Recipe: VICKI RAVLICH-HORAN | Images: ASHLEE DECAIRES
Bacon and cheese are always a winning combination. Wrap it in pastry and turn it into the crowning lunch dish.
2 tbsp oil
1 cup bacon pieces
1 onion, diced
2 x sheets of ready-rolled puff pastry
4 tbsp tomato sauce
150g Meyer Vintage gouda, grated
1 egg, lightly beaten
1 tsp sesame seeds
Preheat the oven to 200°C/180°C. Line a large baking tray with baking paper.
Heat a pan with the oil and gently sauté the onion and bacon until the onion is soft.
While the onion and bacon are cooling, join the two pieces of pastry together. Place the pastry on the lined baking tray.
Spread with the tomato sauce, leaving a 1cm border around the edges. Spread the onion and bacon and then cheese over the tomato sauce.

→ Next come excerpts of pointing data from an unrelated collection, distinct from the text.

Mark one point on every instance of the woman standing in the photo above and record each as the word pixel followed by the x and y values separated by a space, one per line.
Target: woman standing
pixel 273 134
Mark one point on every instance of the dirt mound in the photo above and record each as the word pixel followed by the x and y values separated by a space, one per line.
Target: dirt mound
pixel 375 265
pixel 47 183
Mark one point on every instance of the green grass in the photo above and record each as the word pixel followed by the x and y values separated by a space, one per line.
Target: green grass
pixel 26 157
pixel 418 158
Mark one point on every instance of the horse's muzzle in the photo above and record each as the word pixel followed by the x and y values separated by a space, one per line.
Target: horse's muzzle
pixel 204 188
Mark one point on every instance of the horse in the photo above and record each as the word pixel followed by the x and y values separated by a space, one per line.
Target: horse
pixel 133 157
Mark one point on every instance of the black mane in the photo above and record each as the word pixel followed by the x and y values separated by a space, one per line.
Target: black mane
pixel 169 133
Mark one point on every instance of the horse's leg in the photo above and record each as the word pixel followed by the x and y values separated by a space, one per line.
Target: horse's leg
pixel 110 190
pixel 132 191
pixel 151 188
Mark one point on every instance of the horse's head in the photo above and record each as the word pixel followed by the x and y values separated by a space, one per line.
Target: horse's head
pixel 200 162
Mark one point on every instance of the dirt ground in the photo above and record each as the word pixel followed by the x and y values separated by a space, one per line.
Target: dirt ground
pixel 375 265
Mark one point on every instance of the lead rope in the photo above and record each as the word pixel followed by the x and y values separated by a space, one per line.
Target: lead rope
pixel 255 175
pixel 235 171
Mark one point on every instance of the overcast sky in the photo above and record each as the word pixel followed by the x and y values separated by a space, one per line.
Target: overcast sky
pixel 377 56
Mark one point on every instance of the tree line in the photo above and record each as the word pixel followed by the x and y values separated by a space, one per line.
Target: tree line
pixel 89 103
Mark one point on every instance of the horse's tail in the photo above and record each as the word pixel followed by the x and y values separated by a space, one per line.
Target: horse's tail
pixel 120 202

Roll up the pastry like a Swiss roll, starting from the long edge. Once it’s rolled, bring the two ends together to create a ring and join by squashing the pastry together.
Using a sharp knife, cut 2cm width slits around the edges, making sure not to go all the way through. Gently pull and twist each section of pastry and lay the slices on their side, so the swirly bits are slightly exposed.
Brush the top of the pastry with beaten egg and sprinkle with the sesame seeds. Bake in the oven for 30–40 minutes at 200°C.